POSIX IPC on Cortex-M architectures - Embedded.com

POSIX IPC on Cortex-M architectures

Tyler Gilbert of CoActionOS explains how to implement the system components required send and receive POSIX-style signals—a form of IPC–between concurrently running tasks on the Cortex-M architecture and then specifically with the Cortex-M3 (CM3).

The ARM Cortex-M architecture is a 32-bit microcontroller core designed to replace many 8-bit and 16-bit devices. This is in contrast to the ARM Cortex-A architecture, an application processor that typically runs Linux, iOS, or Windows 8 (at least in development environments).

The M-series runs lesser-known, embedded operating systems such as FreeRTOS, ThreadX, and my favorite (of course) CoActionOS. These operating systems use the advanced features of the Cortex-M architecture to implement system functionality such as context switching and inter-process communication (IPC).

This article explains how to implement the system components required to send and receive POSIX-style signals – a form of IPC – between concurrently running tasks on the Cortex-M architecture, and deals specifically with the Cortex-M3 (CM3).

Processor interrupt vs. task interrupt
A processor interrupt, when talking in general about interrupts on microcontrollers, is usually triggered by peripheral circuitry such as a timer or input/output port, and causes the processor to suspend its current activities and execute an interrupt service routine (ISR). On the CM3, the Nested Vectored Interrupt Controller (NVIC) handles processor interrupts. By contrast, a task interrupt is when a function is placed on a dormant task’s stack and executed when the task resumes.

For purposes of this discussion, a 'task' is defined as an independent execution context (either a process or thread) that is preemptively managed by a scheduling algorithm. An example of a task interrupt in a POSIX-style operating system is when a task calls the sigqueue() or kill() function. The operating system inserts a function on the stack of the task receiving the signal. When the scheduler resumes execution of the receiving task, the signal handling function is executed before the task resumes.

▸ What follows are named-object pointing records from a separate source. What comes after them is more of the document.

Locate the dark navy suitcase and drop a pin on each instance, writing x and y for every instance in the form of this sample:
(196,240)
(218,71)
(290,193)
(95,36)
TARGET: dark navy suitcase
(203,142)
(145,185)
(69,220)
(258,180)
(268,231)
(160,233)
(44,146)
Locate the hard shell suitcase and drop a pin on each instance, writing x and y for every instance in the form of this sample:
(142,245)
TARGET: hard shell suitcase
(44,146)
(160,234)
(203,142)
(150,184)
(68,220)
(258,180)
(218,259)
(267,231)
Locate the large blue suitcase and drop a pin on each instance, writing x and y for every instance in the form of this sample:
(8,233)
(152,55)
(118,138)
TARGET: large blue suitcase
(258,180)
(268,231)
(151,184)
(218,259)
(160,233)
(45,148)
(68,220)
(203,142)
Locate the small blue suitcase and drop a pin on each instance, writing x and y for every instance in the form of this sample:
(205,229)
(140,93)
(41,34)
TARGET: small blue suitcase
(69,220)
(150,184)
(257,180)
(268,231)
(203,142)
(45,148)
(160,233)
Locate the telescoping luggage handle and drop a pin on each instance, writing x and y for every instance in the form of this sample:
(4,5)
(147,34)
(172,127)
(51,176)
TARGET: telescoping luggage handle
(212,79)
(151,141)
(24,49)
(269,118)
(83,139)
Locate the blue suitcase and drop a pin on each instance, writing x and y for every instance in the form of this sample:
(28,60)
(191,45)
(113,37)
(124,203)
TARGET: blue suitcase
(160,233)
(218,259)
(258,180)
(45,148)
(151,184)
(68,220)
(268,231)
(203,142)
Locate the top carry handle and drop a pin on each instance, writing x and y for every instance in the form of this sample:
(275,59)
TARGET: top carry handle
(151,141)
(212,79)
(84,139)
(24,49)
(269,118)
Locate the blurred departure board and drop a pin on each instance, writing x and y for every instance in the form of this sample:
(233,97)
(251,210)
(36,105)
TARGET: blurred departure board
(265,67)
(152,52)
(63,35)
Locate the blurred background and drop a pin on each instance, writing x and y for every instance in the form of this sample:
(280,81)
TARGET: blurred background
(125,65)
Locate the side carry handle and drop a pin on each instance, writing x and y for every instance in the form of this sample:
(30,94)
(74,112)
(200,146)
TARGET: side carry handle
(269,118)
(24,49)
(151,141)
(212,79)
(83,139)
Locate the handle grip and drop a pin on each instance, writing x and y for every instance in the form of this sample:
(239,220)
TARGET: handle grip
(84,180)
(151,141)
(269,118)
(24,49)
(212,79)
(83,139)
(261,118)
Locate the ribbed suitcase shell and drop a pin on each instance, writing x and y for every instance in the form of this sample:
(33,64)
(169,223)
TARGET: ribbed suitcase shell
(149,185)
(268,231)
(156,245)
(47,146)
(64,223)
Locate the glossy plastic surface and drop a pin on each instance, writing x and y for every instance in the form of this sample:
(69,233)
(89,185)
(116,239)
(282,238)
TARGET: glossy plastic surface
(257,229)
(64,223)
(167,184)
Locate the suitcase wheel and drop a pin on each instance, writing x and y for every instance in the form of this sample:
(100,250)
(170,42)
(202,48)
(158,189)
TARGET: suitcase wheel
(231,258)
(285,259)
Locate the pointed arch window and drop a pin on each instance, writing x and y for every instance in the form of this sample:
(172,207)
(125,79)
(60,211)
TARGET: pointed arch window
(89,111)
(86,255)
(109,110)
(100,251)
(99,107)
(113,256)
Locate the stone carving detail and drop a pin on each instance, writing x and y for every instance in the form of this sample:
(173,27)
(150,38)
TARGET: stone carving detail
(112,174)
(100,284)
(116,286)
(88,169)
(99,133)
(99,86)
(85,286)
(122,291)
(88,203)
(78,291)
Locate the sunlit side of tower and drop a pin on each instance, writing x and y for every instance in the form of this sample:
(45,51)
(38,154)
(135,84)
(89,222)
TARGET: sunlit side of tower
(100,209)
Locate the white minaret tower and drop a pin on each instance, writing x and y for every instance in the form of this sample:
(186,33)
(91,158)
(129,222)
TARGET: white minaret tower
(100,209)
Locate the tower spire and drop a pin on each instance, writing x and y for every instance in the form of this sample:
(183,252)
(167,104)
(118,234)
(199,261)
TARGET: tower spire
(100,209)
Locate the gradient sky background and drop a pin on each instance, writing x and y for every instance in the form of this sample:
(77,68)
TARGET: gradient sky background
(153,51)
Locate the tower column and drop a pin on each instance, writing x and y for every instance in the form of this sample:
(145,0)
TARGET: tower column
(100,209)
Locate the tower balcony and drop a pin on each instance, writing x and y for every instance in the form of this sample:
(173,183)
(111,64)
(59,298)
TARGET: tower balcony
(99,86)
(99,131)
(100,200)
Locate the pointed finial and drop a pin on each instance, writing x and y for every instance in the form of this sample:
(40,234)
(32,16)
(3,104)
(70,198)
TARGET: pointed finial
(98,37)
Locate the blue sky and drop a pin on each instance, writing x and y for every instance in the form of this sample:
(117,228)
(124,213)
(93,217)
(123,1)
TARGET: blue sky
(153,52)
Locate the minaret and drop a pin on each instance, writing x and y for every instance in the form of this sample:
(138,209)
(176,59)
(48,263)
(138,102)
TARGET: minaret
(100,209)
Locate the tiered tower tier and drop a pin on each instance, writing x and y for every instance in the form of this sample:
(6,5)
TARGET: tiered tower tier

On the CM3, a processor interrupt has two attributes that make task interrupts useful. First, the CM3’s NVIC always executes ISRs in handler mode rather than process mode. Second, ISR execution is prioritized over normal execution. Using a task interrupt allows application developers to execute the response to an event in process mode and at the same priority level as the task that is responding to the event.

CM3 system support hardware and context switching
Note: To implement task interrupts on the CM3, knowledge of advanced CM3 features as well as context switching is required.

Advanced features of the CM3 include two execution modes and two stack pointers. The execution modes are handler mode and process mode while the stacks are the main stack pointer (MSP) and the process stack pointer (PSP). ISRs always execute in handler mode: privileged and using the MSP. Process mode can be configured to use either the MSP or the PSP as well as to be privileged or unprivileged. Unprivileged code execution has limited access to critical system registers.

Additionally, the memory protection unit (MPU) can be configured to allow privileged software to have different permissions than unprivileged code. Code executing in process mode must use the SVCall interrupt to switch to handler mode; this allows application developers access to kernel features such as context switching.

The CM3 architecture provides two processor interrupts that facilitate context switching: the PendSV and SysTick interrupts. The PendSV interrupt can be triggered by software while the SysTick interrupt is triggered when the SysTick timer counts down to zero. One systems design approach is to use PendSV for FIFO algorithms and SysTick for round robin scheduling.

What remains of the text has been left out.